The denominator, ${p(\mathbf{x})}$, whose value is needed to compute the posterior, is calculated by: 

$$ {p(\mathbf{x})} = \int p(\mathbf{z} , \mathbf{x}) dz $$


This integral is often intractable or too computationally expensive to be feasible. For similar reasons (notably the number of latent variables)sampling methods are slow to converge.

VI aims to circumvent the large time complexity by approaching the problem through optimisation. 

The process begins by positing a contrived _approximate_ density, $\mathfrak{D}$ of latent variables $\mathbf{z}$. Then, using this density can find a set of valuers for $q(\mathbf{z}) \in \mathfrak{D}$ whose values maximise the Kullback-Liebler divergence between the approximate density and the true posterior. 

$$ q^{*}(\mathbf{z}) = \underset{q(\mathbf{z}) \in \mathfrak{D}}{argmin} \mathrm{KL}(q(\mathbf{z}) \mid \mid p(\mathbf{z} \mid \mathbf{x})) $$



### VI Computation 

To compute the optimsation problem stated above requires we do manipulation of the terms. This is because the problem is still dependent on the _evidence_ term ($p(\mathbf{x})$; recall, the intragral of this is often difficult/intractable). To see this clearly, we can rewrite out expression using Bayes rule: 

$$ q^{*}(\mathbf{z}) = \underset{q(\mathbf{z}) \in \mathfrak{D}}{argmin} \mathrm{KL}(q(\mathbf{z}) \mid \mid \frac{p(\mathbf{z}, \mathbf{x})}{p(\mathbf{x})}) $$

We can avoid evidence term using the following manipulations.
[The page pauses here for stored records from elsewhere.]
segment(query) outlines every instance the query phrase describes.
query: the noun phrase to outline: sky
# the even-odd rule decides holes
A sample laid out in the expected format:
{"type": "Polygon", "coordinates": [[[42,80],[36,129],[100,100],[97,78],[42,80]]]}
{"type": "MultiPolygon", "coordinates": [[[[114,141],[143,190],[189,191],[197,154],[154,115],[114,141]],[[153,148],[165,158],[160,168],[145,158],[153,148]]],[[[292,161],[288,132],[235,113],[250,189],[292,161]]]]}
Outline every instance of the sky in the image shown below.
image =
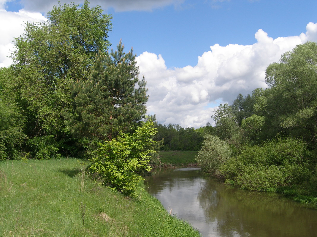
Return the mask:
{"type": "MultiPolygon", "coordinates": [[[[112,47],[122,39],[126,52],[133,47],[148,89],[147,113],[166,125],[213,125],[220,103],[267,87],[270,64],[298,44],[317,42],[317,0],[89,1],[113,16],[112,47]]],[[[0,0],[0,67],[12,63],[12,41],[23,22],[47,20],[58,4],[0,0]]]]}

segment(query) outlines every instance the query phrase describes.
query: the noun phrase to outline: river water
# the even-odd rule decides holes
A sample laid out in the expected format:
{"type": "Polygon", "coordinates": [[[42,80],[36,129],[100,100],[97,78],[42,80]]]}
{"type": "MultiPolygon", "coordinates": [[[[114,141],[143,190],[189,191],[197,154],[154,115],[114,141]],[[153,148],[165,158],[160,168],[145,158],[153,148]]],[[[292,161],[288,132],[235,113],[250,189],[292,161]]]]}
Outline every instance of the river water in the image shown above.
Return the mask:
{"type": "Polygon", "coordinates": [[[317,210],[279,194],[239,189],[197,168],[155,172],[145,181],[149,192],[204,237],[317,236],[317,210]]]}

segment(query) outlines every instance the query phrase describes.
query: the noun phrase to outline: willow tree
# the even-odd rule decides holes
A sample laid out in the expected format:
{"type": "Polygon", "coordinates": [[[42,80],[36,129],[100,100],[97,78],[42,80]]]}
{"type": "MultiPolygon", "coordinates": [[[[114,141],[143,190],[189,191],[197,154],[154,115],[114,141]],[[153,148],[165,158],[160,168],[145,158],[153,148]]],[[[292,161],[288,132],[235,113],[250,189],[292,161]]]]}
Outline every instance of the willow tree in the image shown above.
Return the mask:
{"type": "Polygon", "coordinates": [[[61,111],[71,108],[70,83],[89,78],[96,54],[110,45],[111,17],[89,5],[59,3],[47,21],[27,23],[24,33],[15,40],[17,97],[26,117],[29,148],[37,158],[41,150],[49,156],[58,147],[65,147],[61,111]]]}
{"type": "Polygon", "coordinates": [[[65,116],[69,130],[82,141],[111,141],[119,132],[133,131],[144,117],[146,83],[139,78],[132,49],[124,49],[120,41],[115,51],[100,53],[90,78],[72,87],[74,112],[65,116]]]}
{"type": "Polygon", "coordinates": [[[317,144],[317,43],[298,45],[266,70],[268,114],[287,134],[317,144]]]}

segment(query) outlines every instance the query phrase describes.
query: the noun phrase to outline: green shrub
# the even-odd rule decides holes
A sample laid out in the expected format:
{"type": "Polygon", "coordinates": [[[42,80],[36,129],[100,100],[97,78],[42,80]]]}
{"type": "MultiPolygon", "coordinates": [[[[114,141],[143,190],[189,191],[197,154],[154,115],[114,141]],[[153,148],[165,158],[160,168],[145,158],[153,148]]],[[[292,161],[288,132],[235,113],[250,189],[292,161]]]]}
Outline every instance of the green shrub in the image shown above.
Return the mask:
{"type": "Polygon", "coordinates": [[[232,151],[229,144],[217,136],[207,133],[204,144],[196,156],[198,165],[204,171],[219,174],[219,169],[231,157],[232,151]]]}
{"type": "Polygon", "coordinates": [[[27,137],[24,121],[15,104],[0,98],[0,160],[20,157],[21,144],[27,137]]]}
{"type": "Polygon", "coordinates": [[[49,160],[52,157],[60,158],[58,144],[53,135],[35,137],[27,143],[32,151],[32,156],[38,160],[49,160]]]}
{"type": "Polygon", "coordinates": [[[281,186],[297,185],[307,186],[311,192],[316,184],[312,174],[317,172],[310,171],[306,161],[310,155],[302,141],[278,138],[261,146],[245,146],[222,166],[220,173],[227,183],[233,180],[249,190],[275,191],[281,186]]]}
{"type": "Polygon", "coordinates": [[[242,188],[252,191],[275,192],[278,186],[283,182],[283,174],[275,166],[244,166],[241,174],[234,178],[242,188]]]}
{"type": "Polygon", "coordinates": [[[151,136],[156,133],[150,119],[132,134],[121,133],[116,138],[99,143],[93,153],[89,168],[99,175],[105,184],[124,195],[135,197],[138,183],[143,179],[139,173],[149,171],[150,153],[154,151],[151,136]]]}

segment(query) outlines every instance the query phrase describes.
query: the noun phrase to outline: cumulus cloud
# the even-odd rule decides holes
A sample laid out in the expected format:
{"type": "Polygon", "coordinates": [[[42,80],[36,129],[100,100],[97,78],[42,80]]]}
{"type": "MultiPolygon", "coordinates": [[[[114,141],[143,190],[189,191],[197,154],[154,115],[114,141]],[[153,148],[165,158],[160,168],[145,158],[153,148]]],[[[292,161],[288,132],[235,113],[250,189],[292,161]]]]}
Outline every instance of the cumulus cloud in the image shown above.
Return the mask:
{"type": "Polygon", "coordinates": [[[23,9],[18,12],[0,9],[0,32],[5,37],[0,38],[0,67],[7,67],[12,63],[10,51],[14,49],[12,40],[14,37],[22,34],[24,22],[43,21],[47,19],[39,13],[30,12],[23,9]]]}
{"type": "MultiPolygon", "coordinates": [[[[0,7],[5,5],[5,3],[9,1],[0,0],[0,7]]],[[[62,4],[68,4],[70,0],[61,0],[62,4]]],[[[98,5],[106,10],[109,8],[114,9],[116,11],[150,11],[158,8],[170,5],[178,5],[183,3],[184,0],[90,0],[92,6],[98,5]]],[[[76,3],[82,4],[84,0],[76,1],[76,3]]],[[[56,0],[21,0],[20,3],[24,6],[24,8],[29,11],[46,12],[51,10],[53,7],[56,5],[56,0]]]]}
{"type": "Polygon", "coordinates": [[[265,70],[297,45],[317,41],[317,23],[307,24],[306,33],[273,39],[261,29],[249,45],[216,44],[198,57],[197,65],[168,69],[160,55],[145,52],[137,58],[147,82],[149,113],[161,123],[198,127],[207,121],[219,102],[230,104],[239,93],[266,88],[265,70]]]}

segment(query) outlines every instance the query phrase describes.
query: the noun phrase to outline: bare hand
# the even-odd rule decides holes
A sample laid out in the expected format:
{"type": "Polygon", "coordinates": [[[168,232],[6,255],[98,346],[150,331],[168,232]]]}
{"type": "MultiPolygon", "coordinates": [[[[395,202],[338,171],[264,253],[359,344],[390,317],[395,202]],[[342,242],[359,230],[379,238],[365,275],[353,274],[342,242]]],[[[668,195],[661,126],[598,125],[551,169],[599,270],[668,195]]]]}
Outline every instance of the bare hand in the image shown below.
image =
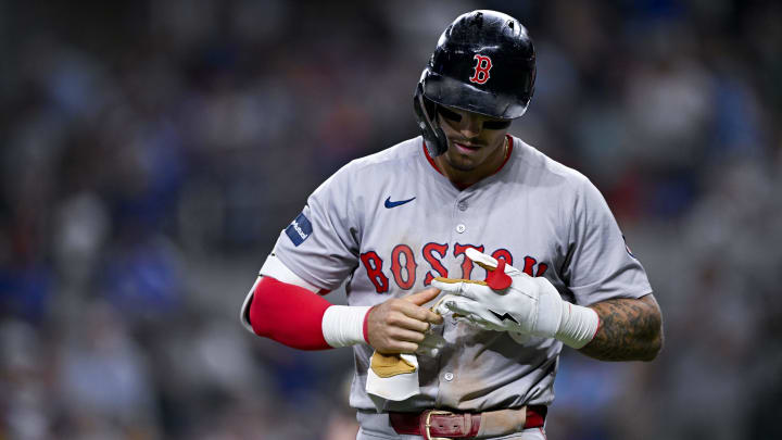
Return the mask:
{"type": "Polygon", "coordinates": [[[433,287],[405,298],[392,298],[369,311],[367,339],[380,353],[413,353],[424,340],[431,324],[442,324],[442,316],[421,305],[437,298],[433,287]]]}

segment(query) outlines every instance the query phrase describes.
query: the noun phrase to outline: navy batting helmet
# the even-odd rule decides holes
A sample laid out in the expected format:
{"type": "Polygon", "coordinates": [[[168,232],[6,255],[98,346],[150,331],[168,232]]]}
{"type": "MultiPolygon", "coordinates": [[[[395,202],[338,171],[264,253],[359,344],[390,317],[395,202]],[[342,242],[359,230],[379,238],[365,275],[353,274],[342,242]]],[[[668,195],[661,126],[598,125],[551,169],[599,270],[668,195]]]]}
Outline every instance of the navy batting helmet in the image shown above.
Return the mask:
{"type": "Polygon", "coordinates": [[[447,150],[437,105],[513,120],[527,111],[535,78],[527,29],[496,11],[459,15],[440,36],[413,98],[429,154],[447,150]]]}

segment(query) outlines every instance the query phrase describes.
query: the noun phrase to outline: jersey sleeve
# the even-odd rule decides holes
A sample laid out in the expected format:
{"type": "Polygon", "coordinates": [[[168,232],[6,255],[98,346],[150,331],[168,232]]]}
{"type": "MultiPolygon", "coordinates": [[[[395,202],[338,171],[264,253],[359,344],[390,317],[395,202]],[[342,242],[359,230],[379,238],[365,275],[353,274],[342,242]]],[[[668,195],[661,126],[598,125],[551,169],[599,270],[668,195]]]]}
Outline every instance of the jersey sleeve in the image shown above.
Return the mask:
{"type": "Polygon", "coordinates": [[[646,272],[627,247],[605,199],[589,179],[580,177],[565,212],[570,227],[562,274],[576,303],[651,293],[646,272]]]}
{"type": "Polygon", "coordinates": [[[321,290],[335,290],[358,262],[360,225],[353,209],[350,164],[329,177],[280,232],[273,255],[321,290]]]}

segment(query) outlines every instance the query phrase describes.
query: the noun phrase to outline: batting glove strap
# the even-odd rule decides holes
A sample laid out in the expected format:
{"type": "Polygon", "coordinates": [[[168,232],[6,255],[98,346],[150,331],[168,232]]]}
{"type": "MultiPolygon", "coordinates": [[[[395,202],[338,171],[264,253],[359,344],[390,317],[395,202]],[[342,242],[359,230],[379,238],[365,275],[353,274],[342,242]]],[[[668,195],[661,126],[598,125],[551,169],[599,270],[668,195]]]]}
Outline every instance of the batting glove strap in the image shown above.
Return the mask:
{"type": "Polygon", "coordinates": [[[568,347],[580,349],[594,339],[598,326],[597,312],[563,301],[562,320],[555,338],[568,347]]]}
First, let's break down the KL divergence: 

$$ KL(q(\mathbf{z}) \mid \mid p(\mathbf{z} \mid \mathbf{x})) = \mathbb{E}[\log q(\mathbf{z})] - \mathbb{E}[\log p(\mathbf{z} \mid \mathbf{x})] + \log p(\mathbf{x}) $$

Observing that the evidence term is constant and additive, we can formulate the Evidence Lower Bound (ELBO) as: 


\begin{align}
 ELBO(q) &= - KL(q(\mathbf{z}) \mid \mid p(\mathbf{z} \mid \mathbf{x})) - \log p(\mathbf{x}) \\
 \\
         &= \mathbb{E}[\log p(\mathbf{z}, \mathbf{x})] - \mathbb{E}[\log q(\mathbf{z})]
\end{align}

Note that, maximsing the ELBO is the same as minimising the KL divergence. 
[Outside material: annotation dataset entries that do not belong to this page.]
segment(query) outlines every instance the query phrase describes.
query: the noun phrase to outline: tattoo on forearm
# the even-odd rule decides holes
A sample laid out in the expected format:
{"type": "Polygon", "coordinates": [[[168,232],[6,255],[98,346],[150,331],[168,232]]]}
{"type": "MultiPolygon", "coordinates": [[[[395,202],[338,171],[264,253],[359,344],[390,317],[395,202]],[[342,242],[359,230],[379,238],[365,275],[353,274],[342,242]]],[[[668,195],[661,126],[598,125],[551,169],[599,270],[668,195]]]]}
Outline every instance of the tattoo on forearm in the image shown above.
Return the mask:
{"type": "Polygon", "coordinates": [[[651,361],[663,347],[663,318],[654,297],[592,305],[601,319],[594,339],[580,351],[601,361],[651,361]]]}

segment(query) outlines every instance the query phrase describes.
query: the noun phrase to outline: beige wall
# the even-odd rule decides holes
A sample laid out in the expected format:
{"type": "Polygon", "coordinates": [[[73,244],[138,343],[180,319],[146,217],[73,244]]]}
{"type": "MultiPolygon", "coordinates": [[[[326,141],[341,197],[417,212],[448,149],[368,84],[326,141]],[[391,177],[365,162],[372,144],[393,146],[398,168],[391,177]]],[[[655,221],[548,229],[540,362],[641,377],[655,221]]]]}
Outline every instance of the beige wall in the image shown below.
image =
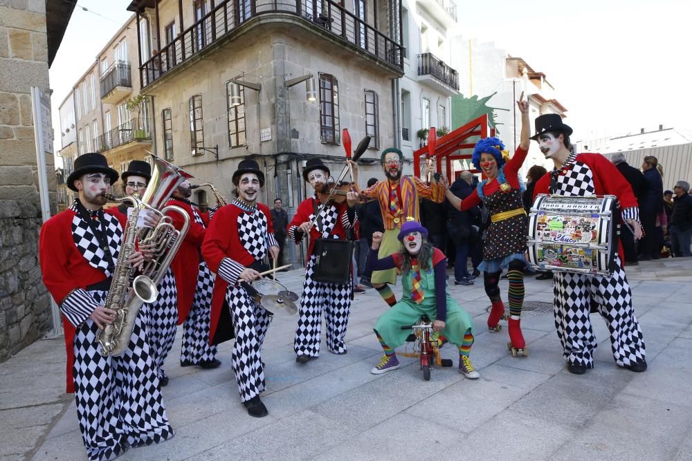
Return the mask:
{"type": "MultiPolygon", "coordinates": [[[[42,2],[0,2],[0,199],[39,205],[30,87],[48,89],[42,2]]],[[[46,156],[53,170],[52,156],[46,156]]],[[[51,203],[55,176],[48,174],[51,203]]]]}

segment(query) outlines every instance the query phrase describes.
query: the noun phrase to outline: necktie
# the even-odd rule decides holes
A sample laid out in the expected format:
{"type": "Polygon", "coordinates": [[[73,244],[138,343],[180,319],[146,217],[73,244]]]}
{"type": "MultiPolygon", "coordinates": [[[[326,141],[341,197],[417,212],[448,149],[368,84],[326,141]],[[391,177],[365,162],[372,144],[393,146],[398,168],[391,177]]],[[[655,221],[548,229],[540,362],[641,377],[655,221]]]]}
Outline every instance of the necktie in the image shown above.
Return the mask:
{"type": "Polygon", "coordinates": [[[411,289],[411,299],[420,304],[423,302],[425,294],[423,294],[423,286],[421,283],[421,271],[418,267],[418,261],[411,260],[411,274],[412,276],[413,287],[411,289]]]}

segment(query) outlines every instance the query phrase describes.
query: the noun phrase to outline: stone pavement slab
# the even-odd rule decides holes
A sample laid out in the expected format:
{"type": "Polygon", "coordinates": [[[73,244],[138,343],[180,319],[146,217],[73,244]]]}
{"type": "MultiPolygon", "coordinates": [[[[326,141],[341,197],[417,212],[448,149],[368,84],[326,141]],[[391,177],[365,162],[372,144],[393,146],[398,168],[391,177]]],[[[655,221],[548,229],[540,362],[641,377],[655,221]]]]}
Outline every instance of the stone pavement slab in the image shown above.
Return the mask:
{"type": "MultiPolygon", "coordinates": [[[[296,364],[296,319],[274,319],[262,353],[270,415],[255,419],[239,402],[233,343],[219,348],[219,368],[183,368],[179,331],[163,389],[176,436],[122,459],[692,459],[692,279],[672,274],[692,274],[687,259],[642,263],[628,272],[647,346],[649,368],[641,374],[615,365],[598,315],[595,368],[568,373],[551,308],[525,313],[529,356],[511,357],[507,322],[500,332],[487,330],[490,303],[477,279],[449,292],[473,317],[480,379],[457,373],[453,345],[441,355],[454,367],[434,368],[429,382],[417,359],[401,355],[399,370],[371,375],[382,355],[372,326],[388,307],[369,290],[356,295],[345,355],[322,344],[319,359],[296,364]]],[[[302,274],[280,280],[300,292],[302,274]]],[[[506,299],[507,281],[500,289],[506,299]]],[[[552,303],[552,282],[527,277],[526,293],[527,302],[552,303]]],[[[73,397],[64,393],[64,360],[58,338],[0,364],[0,460],[86,459],[73,397]]]]}

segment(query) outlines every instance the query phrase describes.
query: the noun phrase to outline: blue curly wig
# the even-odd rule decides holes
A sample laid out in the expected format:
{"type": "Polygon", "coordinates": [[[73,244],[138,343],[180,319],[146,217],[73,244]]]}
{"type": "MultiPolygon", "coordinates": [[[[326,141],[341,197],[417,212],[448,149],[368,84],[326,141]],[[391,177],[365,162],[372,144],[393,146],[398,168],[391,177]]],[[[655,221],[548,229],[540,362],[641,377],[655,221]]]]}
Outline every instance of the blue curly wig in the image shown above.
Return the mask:
{"type": "Polygon", "coordinates": [[[499,138],[495,137],[484,138],[476,142],[475,147],[473,148],[473,155],[471,156],[471,163],[476,167],[476,169],[480,169],[480,154],[490,153],[495,157],[495,160],[498,162],[498,168],[502,168],[502,165],[504,164],[504,159],[502,158],[502,153],[500,151],[504,150],[504,144],[499,138]],[[499,149],[498,146],[500,146],[499,149]]]}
By exanding the joint probaibility, we can rewrit the ELBO in terms of the log likelihood and KL divergence between our prior $p(\mathbf{z})$ and our variational density $q(\mathbf{z})$: 

\begin{align}
ELBO(q) &= \mathbb{E}[\log p(\mathbf{x} \mid \mathbf{z})] + \mathbb{E}[\log p(\mathbf{z})] - \mathbb{E}[\log q(\mathbf(z))] \\
\\
&= \mathbb{E}[\log p(\mathbf{x} \mid \mathbf{z}) - KL(q(\mathbf{z}) \mid \mid p(\mathbf{z}))
\end{align}